With that said, there are some significant drawbacks to paper wallets:
- They not intended for daily usage as the entirety of the wallet needs to be transferred in a single transaction.
- They are prone to degradation and natural disasters such as floods or fires.
- Some of the websites used to create paper wallets may contain malware or backdoor access to your private keys. Only recently such a backdoor was discovered on popular paper wallet generator BitcoinPaperWallet, resulting in hundreds of stolen Bitcoin.
- They are limited to a single cryptocurrency.
So, if you wish to create cold storage and can’t afford a hardware wallet yet (or don’t have access to them), follow the guide below to create a bitcoin paper wallet securely.
Cryptocurrency wallet guide – Best practices
We have already covered some of the risks of investing in cryptocurrencies in a previous article. However, there is a number of best practices proper to crypto wallets that we need to cover in our crypto wallet guide as well.

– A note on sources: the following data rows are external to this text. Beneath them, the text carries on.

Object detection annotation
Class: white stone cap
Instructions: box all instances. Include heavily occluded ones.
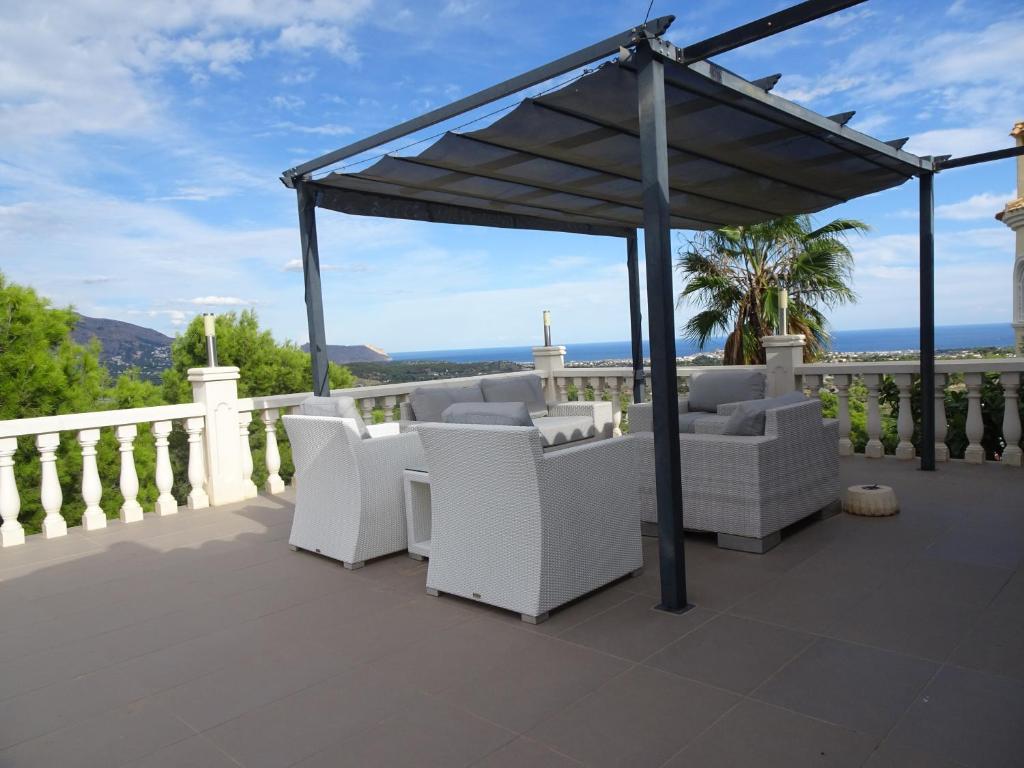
[188,366,241,382]
[761,334,807,347]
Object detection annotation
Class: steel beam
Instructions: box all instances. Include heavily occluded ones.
[295,181,331,397]
[919,173,935,472]
[281,15,676,186]
[637,41,690,613]
[626,230,644,402]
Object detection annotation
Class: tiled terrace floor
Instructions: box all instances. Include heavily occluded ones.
[0,459,1024,768]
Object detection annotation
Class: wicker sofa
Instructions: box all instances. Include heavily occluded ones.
[418,424,643,624]
[629,399,840,553]
[399,374,613,450]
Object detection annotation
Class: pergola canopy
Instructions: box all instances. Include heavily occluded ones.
[311,55,932,236]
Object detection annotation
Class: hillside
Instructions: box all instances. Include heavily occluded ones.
[72,314,173,381]
[302,344,391,365]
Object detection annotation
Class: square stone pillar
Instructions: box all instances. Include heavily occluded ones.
[188,366,248,507]
[534,346,565,402]
[761,334,807,397]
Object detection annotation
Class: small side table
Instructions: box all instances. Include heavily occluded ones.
[402,469,430,560]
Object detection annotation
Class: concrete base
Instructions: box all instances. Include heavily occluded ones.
[718,530,782,555]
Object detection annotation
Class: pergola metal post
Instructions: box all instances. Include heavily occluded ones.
[295,181,331,397]
[626,230,644,402]
[637,40,690,613]
[919,172,935,472]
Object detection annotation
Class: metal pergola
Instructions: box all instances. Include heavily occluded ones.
[282,0,1022,612]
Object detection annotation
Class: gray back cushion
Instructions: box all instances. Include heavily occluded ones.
[480,376,548,417]
[689,371,765,414]
[295,395,370,438]
[442,402,534,427]
[409,382,483,421]
[722,392,807,435]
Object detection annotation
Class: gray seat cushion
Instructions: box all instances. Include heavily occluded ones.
[534,416,596,447]
[722,392,807,435]
[480,376,548,417]
[688,371,765,414]
[295,395,370,438]
[441,402,534,427]
[409,382,483,421]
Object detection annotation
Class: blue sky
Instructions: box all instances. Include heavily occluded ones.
[0,0,1024,351]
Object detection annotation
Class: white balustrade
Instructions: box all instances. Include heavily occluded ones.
[937,374,949,462]
[999,373,1024,467]
[260,408,285,494]
[36,432,68,539]
[78,429,106,530]
[239,411,259,499]
[114,424,142,522]
[864,374,886,459]
[185,416,210,509]
[0,437,25,547]
[893,374,914,460]
[150,421,178,517]
[964,373,985,464]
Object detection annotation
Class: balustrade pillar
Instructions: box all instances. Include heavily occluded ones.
[114,424,142,522]
[260,408,285,494]
[150,421,178,517]
[78,429,106,530]
[964,374,985,464]
[833,374,853,456]
[239,411,259,499]
[864,374,886,459]
[937,374,949,462]
[893,374,914,459]
[0,437,25,547]
[185,416,210,509]
[999,373,1024,467]
[36,432,68,539]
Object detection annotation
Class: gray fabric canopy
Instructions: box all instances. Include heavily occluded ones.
[311,59,927,236]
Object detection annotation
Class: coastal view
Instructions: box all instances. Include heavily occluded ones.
[0,0,1024,768]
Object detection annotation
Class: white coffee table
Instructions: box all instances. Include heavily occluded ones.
[402,469,430,560]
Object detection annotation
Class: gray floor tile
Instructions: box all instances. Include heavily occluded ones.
[889,667,1024,768]
[646,615,814,693]
[560,595,715,662]
[752,639,938,738]
[526,667,738,766]
[297,694,515,768]
[666,699,874,768]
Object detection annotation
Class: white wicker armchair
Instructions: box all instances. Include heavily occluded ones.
[284,416,424,568]
[419,423,643,624]
[630,399,840,552]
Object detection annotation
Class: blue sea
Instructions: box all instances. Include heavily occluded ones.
[390,323,1014,362]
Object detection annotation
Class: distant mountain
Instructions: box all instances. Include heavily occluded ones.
[72,314,173,381]
[302,344,391,365]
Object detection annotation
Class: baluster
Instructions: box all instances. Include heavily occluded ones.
[833,374,853,456]
[999,373,1024,467]
[36,432,68,539]
[864,374,886,459]
[937,374,949,462]
[150,421,178,517]
[964,374,985,464]
[605,376,623,437]
[114,424,142,522]
[185,416,210,509]
[260,408,285,494]
[78,429,106,530]
[239,411,259,499]
[893,374,914,459]
[0,437,25,547]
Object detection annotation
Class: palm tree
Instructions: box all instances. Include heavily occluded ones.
[676,216,869,366]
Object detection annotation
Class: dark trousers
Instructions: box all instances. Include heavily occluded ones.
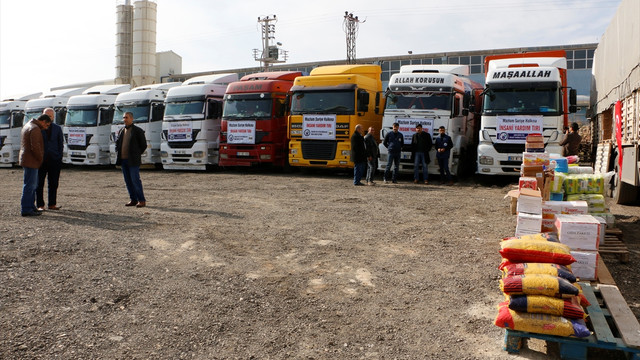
[120,159,147,202]
[36,160,62,207]
[384,152,400,181]
[438,156,451,181]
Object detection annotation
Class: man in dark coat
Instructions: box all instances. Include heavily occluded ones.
[116,112,147,207]
[36,108,64,211]
[382,123,404,184]
[411,124,433,184]
[351,124,367,186]
[436,126,453,185]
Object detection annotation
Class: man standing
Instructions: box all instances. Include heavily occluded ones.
[351,124,367,186]
[411,124,433,184]
[364,126,380,185]
[116,111,147,207]
[560,123,582,156]
[436,126,453,185]
[36,108,63,211]
[18,114,51,216]
[382,123,404,184]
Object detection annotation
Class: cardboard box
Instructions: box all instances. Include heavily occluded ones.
[571,251,598,280]
[518,176,538,190]
[516,213,542,236]
[517,188,542,217]
[554,214,602,251]
[522,152,549,166]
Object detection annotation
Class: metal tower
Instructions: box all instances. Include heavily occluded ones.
[253,15,288,71]
[342,11,366,64]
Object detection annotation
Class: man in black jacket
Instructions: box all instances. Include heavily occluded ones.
[116,112,147,207]
[351,124,367,186]
[411,124,433,184]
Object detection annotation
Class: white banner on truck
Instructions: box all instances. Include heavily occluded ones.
[302,114,336,140]
[67,127,87,146]
[396,118,433,144]
[227,120,256,144]
[167,121,193,141]
[496,115,544,144]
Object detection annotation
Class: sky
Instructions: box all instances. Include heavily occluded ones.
[0,0,620,99]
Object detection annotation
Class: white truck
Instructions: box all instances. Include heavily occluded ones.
[0,92,42,167]
[160,74,238,170]
[591,0,640,205]
[62,85,131,165]
[378,65,482,175]
[109,82,181,165]
[24,87,87,126]
[478,50,577,175]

- Use cold storage for large holdings or savings and hot storage for daily transactions.
- Be extra careful when using online services and beware of scams or phishing attacks.
- Never share your private key online.
- Back up your wallet private key and seed. Use multiple backups and secure locations to reduce the risks of losing your funds.
- Think of your legacy and share details of your wallets with your family. Otherwise, your crypto holdings might be lost forever if something happens to you.
- Keep all devices that handle crypto transactions up to date to ensure a safer environment for your funds.
- Use multi-factor authentication whenever possible.
- Double-check the receiving address, as a single error will result in loss of funds.
In this crypto wallet guide, we covered some of the most important aspects of these tools that help you handle your crypto, including:
- Their basic functions and the cryptography they are based upon.
- The differences between custodial and non-custodial wallets.
- The differences between cold and hot wallets.
- All the different crypto wallet types, their pros and cons, and some of the best options for each type.
- Some of the best practices you should follow to remain safe when handling cryptocurrencies.
To conclude, whether you are investing or trading cryptocurrencies, it is essential to avoid keeping your funds for extended periods of time on custodial wallets such as crypto exchanges or payment processors.
Hopefully, our crypto wallet guide gave you enough information to help you decide upon the type of wallet to use for any situation. However, if you are remotely serious about your cryptocurrency investments, we can’t recommend enough that you invest in a hardware wallet at some point in time.